Abstrakt ist eben die ganze Vorstellung, weil nichts davon klar ist und ich mir alle möglichen Abläufe nur zusammenreime. Ich will das, was morgen oder irgendwann sein wird, schon in der Vorstellung genau erleben, um sicher sein zu können, davor keine Angst haben zu müssen, denn so lange es unklar ist und ich es nicht kenne, macht es mir Angst. Aber ich kann mir das Zukünftige eben nicht vorstellen, wie es sein wird, weshalb ich auch nie Erleichterung mit den Gedanken finde. Ich habe nur Angst, es nicht zu schaffen, aber nichts kann mir diese nehmen und deshalb muss ich immer weiter denken und immer wieder dieselben Gedankengänge wiederholen in der Hoffnung, dass sich ein beruhigendes Gefühl einstellt. Aber in Wahrheit steigert das Denken die Angst nur, aber wenn ich nicht denke, werde ich auch wahnsinnig. Es kommt so oft vor, dass ich mir in Gedanken eine Tätigkeit länger vorgestellt habe als letztendlich die wirkliche Ausführung gedauert hat. Wenn ich die Ausführung überhaupt bewusst mitbekomme, da ich meistens in Gedanken dann schon wieder bei der Vorstellung der nächsten Tätigkeit bin.
Sorry, ein langes, wahrscheinlich nerviges Beispiel, aber so funktioniert das eben. Außerdem verdeutlicht es ein konkretes Beispiel hoffentlich am ehesten.
@ Brummbär:
Dass ich mich nicht schnell auf Änderungen einstellen kann, stimmt schon. Sobald ich von einer Abweichung des gewohnten oder gedachten Zeitplanes erfahre, beginnen die Gedanken sofort zu rasen und alles muss neu geplant werden, ich kann es nicht einfach hinnehmen wie ich es bei anderen sehe, die auf solche Änderungen nur mit einem Schulterzucken reagieren.
Andererseits habe ich weniger Zeit mir Gedanken zu machen je später ich von einer problematischen Änderung erfahre. Ich hasse es, schon Wochen vorher davon zu erfahren, weil ich dann wochenlang nicht von den Gedanken daran loskomme. Am besten schockt man mich mit Änderungen so kurzfristig, dass ich gar keine Gelegenheit bekomme, zu denken.
Bei den gewohnten Abfolgen habe ich eben mehr Sicherheit, dem gewachsen zu sein als bei Ungewohntem.
Und ich hasse es, wenn andere erst etwas ankündigen und es danach doch nicht so umsetzen, wie sie angekündigt hatten.

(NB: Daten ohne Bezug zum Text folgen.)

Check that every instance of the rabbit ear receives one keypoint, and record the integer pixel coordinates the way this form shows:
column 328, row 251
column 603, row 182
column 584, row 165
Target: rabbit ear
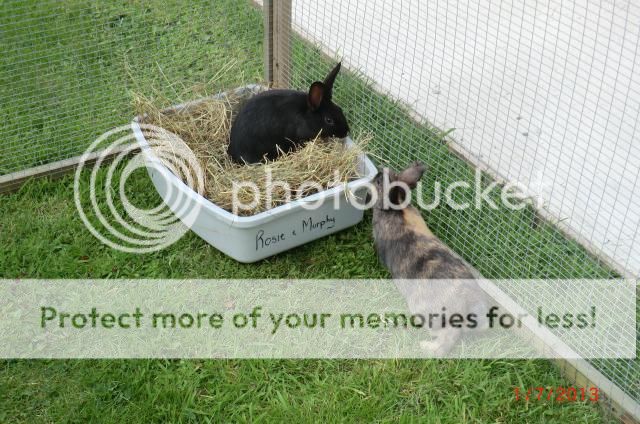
column 412, row 175
column 328, row 81
column 316, row 95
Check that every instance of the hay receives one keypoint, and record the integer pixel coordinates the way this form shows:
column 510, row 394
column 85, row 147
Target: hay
column 204, row 126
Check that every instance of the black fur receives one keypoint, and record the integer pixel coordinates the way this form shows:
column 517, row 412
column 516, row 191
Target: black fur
column 285, row 119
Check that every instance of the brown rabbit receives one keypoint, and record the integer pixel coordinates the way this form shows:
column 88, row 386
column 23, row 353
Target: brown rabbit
column 411, row 252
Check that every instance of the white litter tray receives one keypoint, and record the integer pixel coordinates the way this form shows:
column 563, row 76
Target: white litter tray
column 251, row 238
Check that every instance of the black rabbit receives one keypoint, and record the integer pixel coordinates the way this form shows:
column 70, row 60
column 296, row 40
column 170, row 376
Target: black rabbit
column 285, row 119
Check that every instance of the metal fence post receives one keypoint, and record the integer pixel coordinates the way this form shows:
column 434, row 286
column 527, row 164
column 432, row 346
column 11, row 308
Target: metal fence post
column 277, row 42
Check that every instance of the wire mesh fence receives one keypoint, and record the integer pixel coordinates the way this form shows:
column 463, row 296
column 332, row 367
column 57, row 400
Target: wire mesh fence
column 538, row 93
column 543, row 93
column 67, row 69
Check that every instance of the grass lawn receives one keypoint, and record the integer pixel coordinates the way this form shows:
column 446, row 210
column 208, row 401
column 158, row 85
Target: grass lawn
column 96, row 53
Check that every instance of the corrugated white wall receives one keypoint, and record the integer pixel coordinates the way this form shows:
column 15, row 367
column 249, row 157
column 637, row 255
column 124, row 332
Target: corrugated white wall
column 545, row 93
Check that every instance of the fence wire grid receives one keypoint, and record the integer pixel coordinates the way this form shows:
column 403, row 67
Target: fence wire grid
column 544, row 93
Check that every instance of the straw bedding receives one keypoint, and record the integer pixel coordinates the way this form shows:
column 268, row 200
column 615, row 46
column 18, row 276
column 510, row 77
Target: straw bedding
column 204, row 126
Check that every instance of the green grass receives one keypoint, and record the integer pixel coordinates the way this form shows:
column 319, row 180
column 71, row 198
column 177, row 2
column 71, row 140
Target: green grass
column 100, row 51
column 42, row 236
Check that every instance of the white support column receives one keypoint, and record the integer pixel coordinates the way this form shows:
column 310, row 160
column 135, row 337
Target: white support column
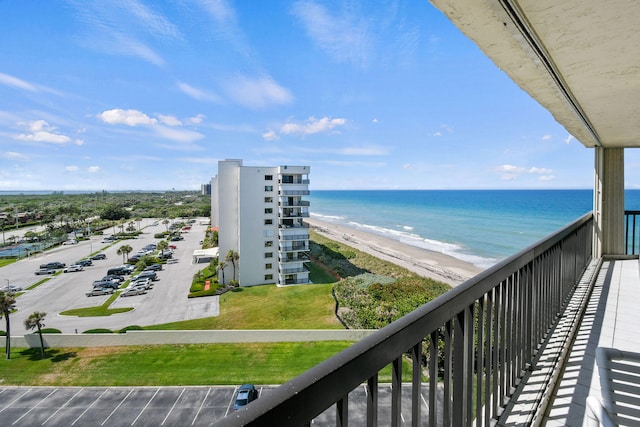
column 608, row 202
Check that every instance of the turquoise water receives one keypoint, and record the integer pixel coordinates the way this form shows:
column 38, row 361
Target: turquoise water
column 479, row 226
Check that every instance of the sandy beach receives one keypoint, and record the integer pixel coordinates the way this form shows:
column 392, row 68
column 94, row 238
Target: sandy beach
column 423, row 262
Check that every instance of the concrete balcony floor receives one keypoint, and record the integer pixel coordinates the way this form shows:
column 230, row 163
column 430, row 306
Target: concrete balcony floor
column 611, row 319
column 606, row 315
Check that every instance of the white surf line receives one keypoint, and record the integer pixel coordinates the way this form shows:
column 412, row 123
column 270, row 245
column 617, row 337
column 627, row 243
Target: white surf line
column 173, row 407
column 116, row 408
column 92, row 403
column 145, row 407
column 34, row 407
column 63, row 406
column 15, row 400
column 201, row 405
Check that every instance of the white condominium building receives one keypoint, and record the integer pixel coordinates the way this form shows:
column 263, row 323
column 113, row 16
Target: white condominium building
column 259, row 213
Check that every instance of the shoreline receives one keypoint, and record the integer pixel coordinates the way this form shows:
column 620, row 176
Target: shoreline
column 424, row 262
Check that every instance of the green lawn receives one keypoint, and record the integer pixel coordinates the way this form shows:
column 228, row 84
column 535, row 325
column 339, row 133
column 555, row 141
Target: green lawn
column 269, row 307
column 166, row 365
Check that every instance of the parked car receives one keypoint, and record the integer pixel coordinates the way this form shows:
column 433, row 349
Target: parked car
column 53, row 265
column 246, row 394
column 133, row 291
column 72, row 268
column 100, row 291
column 105, row 284
column 150, row 274
column 143, row 282
column 10, row 289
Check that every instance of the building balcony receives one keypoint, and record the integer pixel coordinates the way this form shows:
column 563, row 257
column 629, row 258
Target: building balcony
column 521, row 335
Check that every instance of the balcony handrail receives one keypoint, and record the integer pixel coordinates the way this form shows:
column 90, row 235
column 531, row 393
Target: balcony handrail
column 518, row 299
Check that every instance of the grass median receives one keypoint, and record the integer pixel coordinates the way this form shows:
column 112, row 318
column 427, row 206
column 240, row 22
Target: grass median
column 169, row 365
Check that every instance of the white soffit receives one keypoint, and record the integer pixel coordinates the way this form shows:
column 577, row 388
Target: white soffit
column 579, row 58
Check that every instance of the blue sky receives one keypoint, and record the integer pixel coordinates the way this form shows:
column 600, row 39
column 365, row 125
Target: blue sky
column 149, row 95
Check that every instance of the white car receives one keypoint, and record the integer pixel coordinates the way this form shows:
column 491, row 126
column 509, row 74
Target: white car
column 74, row 267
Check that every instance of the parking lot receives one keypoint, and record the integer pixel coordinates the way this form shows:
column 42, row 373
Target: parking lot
column 166, row 302
column 158, row 406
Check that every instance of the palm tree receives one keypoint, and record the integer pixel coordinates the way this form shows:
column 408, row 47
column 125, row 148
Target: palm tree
column 221, row 266
column 6, row 303
column 35, row 320
column 162, row 245
column 232, row 257
column 124, row 250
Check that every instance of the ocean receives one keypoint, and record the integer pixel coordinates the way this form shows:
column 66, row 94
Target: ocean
column 478, row 226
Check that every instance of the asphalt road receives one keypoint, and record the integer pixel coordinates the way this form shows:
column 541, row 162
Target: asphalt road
column 165, row 406
column 166, row 302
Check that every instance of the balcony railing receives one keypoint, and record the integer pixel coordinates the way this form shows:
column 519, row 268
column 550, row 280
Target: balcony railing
column 632, row 232
column 480, row 338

Es hätte mir schon so oft so viel Angst erspart, wenn die Leute vorher nicht horrormäßige Ankündigungen gemacht hätten.
Danke für deine Antwort und schön, dass du meine Zwänge ein bisschen verstehst.
Wie nett, dass dein Therapeut sich da ganz auf dich einstellt, denn gerade in Arztpraxen und bei Therapeuten ist Unpünktlichkeit bei den Ärzten doch etwas kaum wegzudenkendes, weil so oft Patienten ihre Zeit überziehen. Also, Pünktlichkeit in dieser Hinsicht habe ich noch nie erlebt.
Wie gehst du denn mit diesen Zwangsgedanken im Alltag um?